Currently, the authority of the USPS' Board of Governors and the PRC to collect and review postal service data on costs, volumes and revenues extends only to domestic mail. When Congress passed the Postal Reorganization Act of 1970, it didn't include PRC jurisdiction over international postal services.
“I believe this was nothing more than oversight by Congress,” said Cochran (R-MS), chairman of the government affairs subcommittee on international security, proliferation and federal services, “and I believe it would be best if — for the purposes of establishing classes and rates for mail — international postal services are tested the same as domestic postal services.”
The International Postal Services Act (S-2082), which was introduced May 14, would subject international mail to the same rate-making procedure as domestic mail.
“When the USPS wants to change domestic mail rates, it has to file for a rate case and then go through the PRC, where it gets approved or disapproved by the Board of Governors,” said Ann Rhefuss, a spokeswoman for Cochran. “International mail does not go through that process.”
Direct Marketing Association officials voiced strong opposition to the bill, saying Congress' decision not to include PRC oversight was deliberate as the process of setting international rates is based on treaties and agreements among countries in accordance with polices of the Universal Postal Union, a governing body that oversees all the world's postal organizations.
“It will put international postal rates in the same context of a regular rate increase,” said Dick Barton, senior vice president of congressional relations at the DMA. “It will be very cumbersome and extremely difficult, if not impossible, to set postal rates on a competitive basis. This, therefore, essentially will drive the postal service out of the international market.”
Barton said that instead of putting the USPS on a level playing field with its international shipping competitors — notably United Parcel Service and Federal Express — the measure would tip the balance in its competitors' favor.
Cochran said it's important for the PRC to have jurisdiction, especially since competitors have accused the postal service of using revenue from First-Class mail to subsidize its international services. The USPS denies this, saying that the Postal Reorganization Act prohibits it from using revenue from one service to reduce the price of another.
Postal officials declined to comment on Cochran's measure.
FedEx, meanwhile, said it supports the bill.

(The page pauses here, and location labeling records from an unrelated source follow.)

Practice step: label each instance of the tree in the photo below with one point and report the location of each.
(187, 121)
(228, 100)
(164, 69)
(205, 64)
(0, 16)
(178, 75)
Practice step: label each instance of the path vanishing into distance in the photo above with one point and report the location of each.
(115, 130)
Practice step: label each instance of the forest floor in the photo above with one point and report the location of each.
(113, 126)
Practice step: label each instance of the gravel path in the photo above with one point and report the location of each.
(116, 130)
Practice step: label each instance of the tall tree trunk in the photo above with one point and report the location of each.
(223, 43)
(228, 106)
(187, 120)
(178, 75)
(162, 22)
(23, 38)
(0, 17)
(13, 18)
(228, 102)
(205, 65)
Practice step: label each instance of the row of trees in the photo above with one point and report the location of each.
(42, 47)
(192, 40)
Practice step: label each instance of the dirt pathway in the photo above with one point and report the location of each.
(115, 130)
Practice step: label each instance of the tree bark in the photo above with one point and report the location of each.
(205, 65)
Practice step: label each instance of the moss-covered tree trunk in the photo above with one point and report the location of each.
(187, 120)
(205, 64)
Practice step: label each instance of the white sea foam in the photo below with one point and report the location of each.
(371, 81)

“We suspect that some of the [international rates] are not covering attributable costs, but the postal services says [they are],” said Jim Campbell, legal counsel for FedEx. “Assuming that what they say is true, the effects of having the commission look at it would be minor, but we would like to be able to check it out and make sure it is so.”
If jurisdiction over international rates were switched to the PRC, Campbell said, “this would slow the postal service in the sense of being able to change them.”

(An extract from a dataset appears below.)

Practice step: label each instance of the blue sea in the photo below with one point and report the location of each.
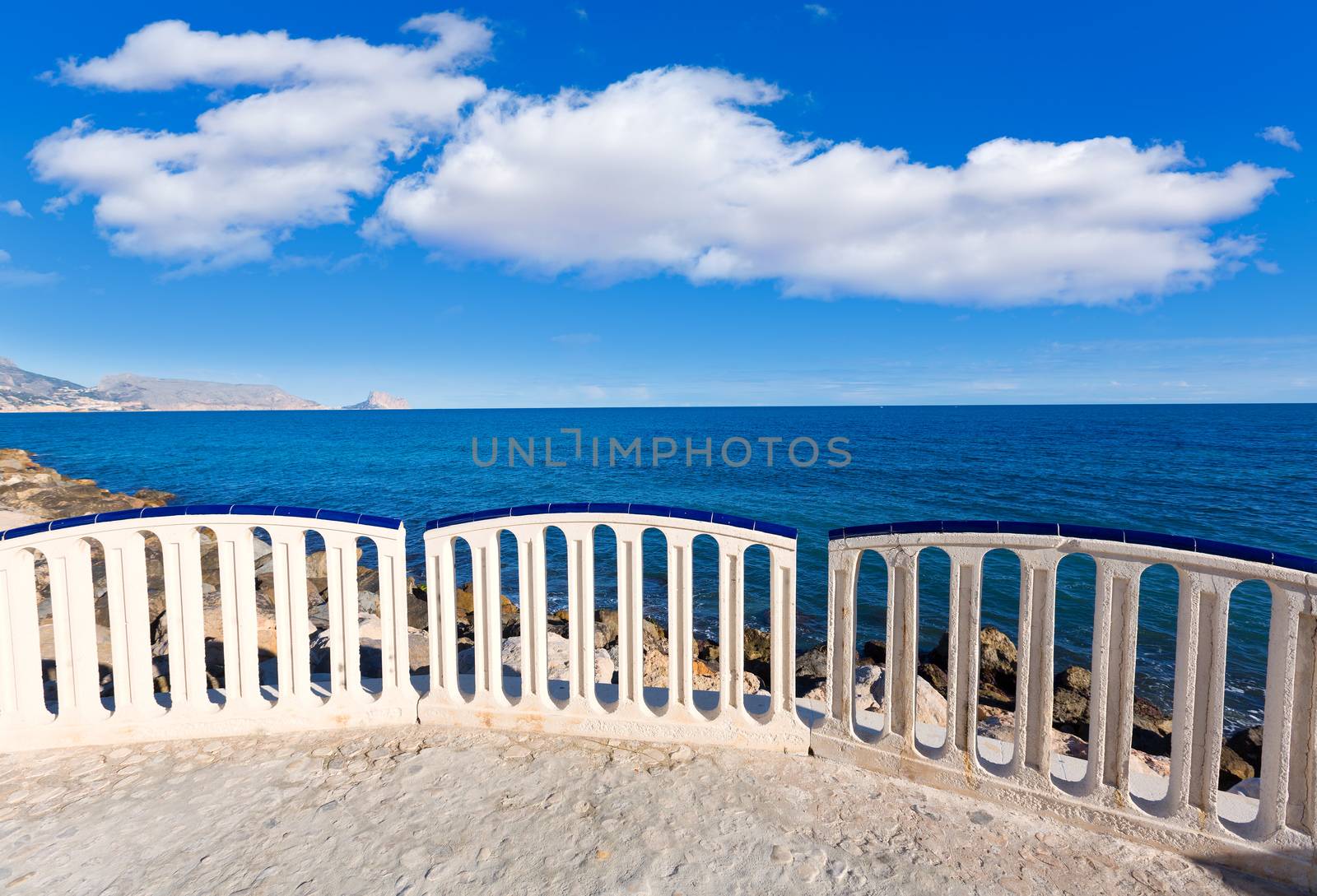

However, for more than a decade, Campbell said, the USPS has changed its international rates in conjunction with its domestic rates, apart from one or two exceptions.
“They don't change their international rates any more frequently than they change domestic,” he said, “even though they have always had the freedom to do so.”

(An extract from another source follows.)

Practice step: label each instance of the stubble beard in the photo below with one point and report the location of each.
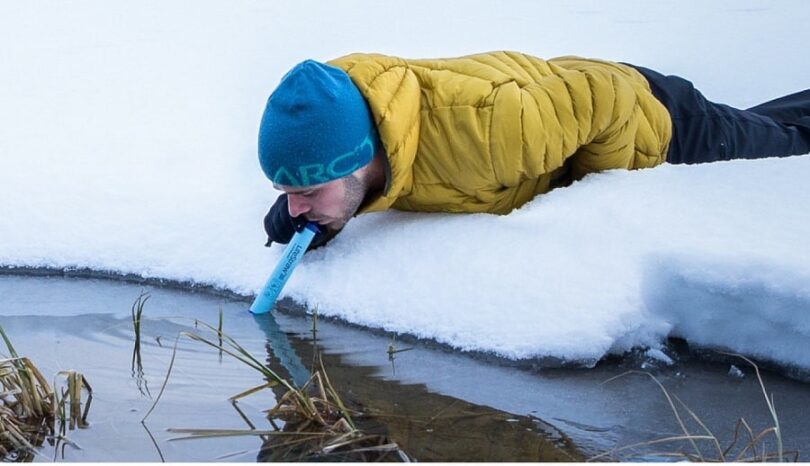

Cochran's hearing will come just after the Board of Governors' June meeting, in which it could announce its decision on this year's rate case. Rhefuss said that's just coincidence.
“This issue has been out there for a long time,” she said, “and the senator just decided to go ahead and introduce the legislation.”
Robert Taub, leader of the House subcommittee on the postal service, said he supports the bill and hopes to see it move ahead as the issue of international rates being subject to regulatory oversight is addressed in the H.R. 22 Postal Reform Act, sponsored by subcommittee chairman Rep. John McHugh (R-NY).